Beautiful Security: Leading Security Experts Explain How They Think
by Andy Oram and Jon Viega, Eds.

O'Reilly 2009.
ISBN 978-0-596-52748-8 . USD 34.07

Reviewed by  Richard Austin   September 13, 2009 

Information security could be called many things: a head-on collision between people and technology, or a glistening Eldorado that lies forever tantalizingly just out of reach, but could it ever be called "beautiful"? In the preface, Oram opines that though information security (as opposed to "hacking") is often perceived as boring, it is "not tedious, not bureaucratic, and not constraining. In fact, it exercises the imagination like nothing else in technology" (p., xii). The following 16 chapters provide opportunities for well-known experts (the author list reads like a "Who's Who" of the security industry) to describe their particular specialty and give a glimpse of why they find it fascinating and even, perhaps, beautiful.

The topics surveyed cover a broad expanse of the security landscape, for example, "Mudge" Zatko's take on "Psychological Security Traps" (where he introduces the very useful concept of "learned helplessness" as the reason for why so many give up on "doing the good they know they should do") , Phil Zimmermann and Jon Callas's "The Evolution of PGP's Web of Trust", Randy Sabettt's "Oh No, here come the information security lawyers!" and Anton Chuvakin's "Beautiful Log Handling".

The authors do a great job of keeping to a high level presentation and avoiding the temptation to delve into technical detail. Perhaps the most "technical" material in the entire book is Mudge's discussion of how NTLM (Microsoft's NT LAN Manager) authentication hashes work, but that is done relatively painlessly with the aid of some great graphics.

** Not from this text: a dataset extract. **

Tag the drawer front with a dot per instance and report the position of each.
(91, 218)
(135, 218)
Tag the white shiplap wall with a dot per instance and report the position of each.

With sixteen authors you might expect the quality of the writing to vary, and it does, sometimes seeming to lose sight of the collection's theme of "Beautiful Security". All in all, those are minor blemishes in a work that manages to give, in a scant 258 pages, a masterful overview of the themes of modern information security.

This book will appeal to a wide audience both inside and outside the security profession. For security professionals, it's a good antidote for our tendency to develop "tunnel vision" around our particular area of expertise by reminding us of just how broad our field really is. For the general reader, including those contemplating a career in information security but put off by the perception of it as endless repetition of "patch and pray", it's a very readable introduction to a critical and fascinating field of human endeavor.

The authors are to be commended for their decision to donate the royalties from the book to the IETF.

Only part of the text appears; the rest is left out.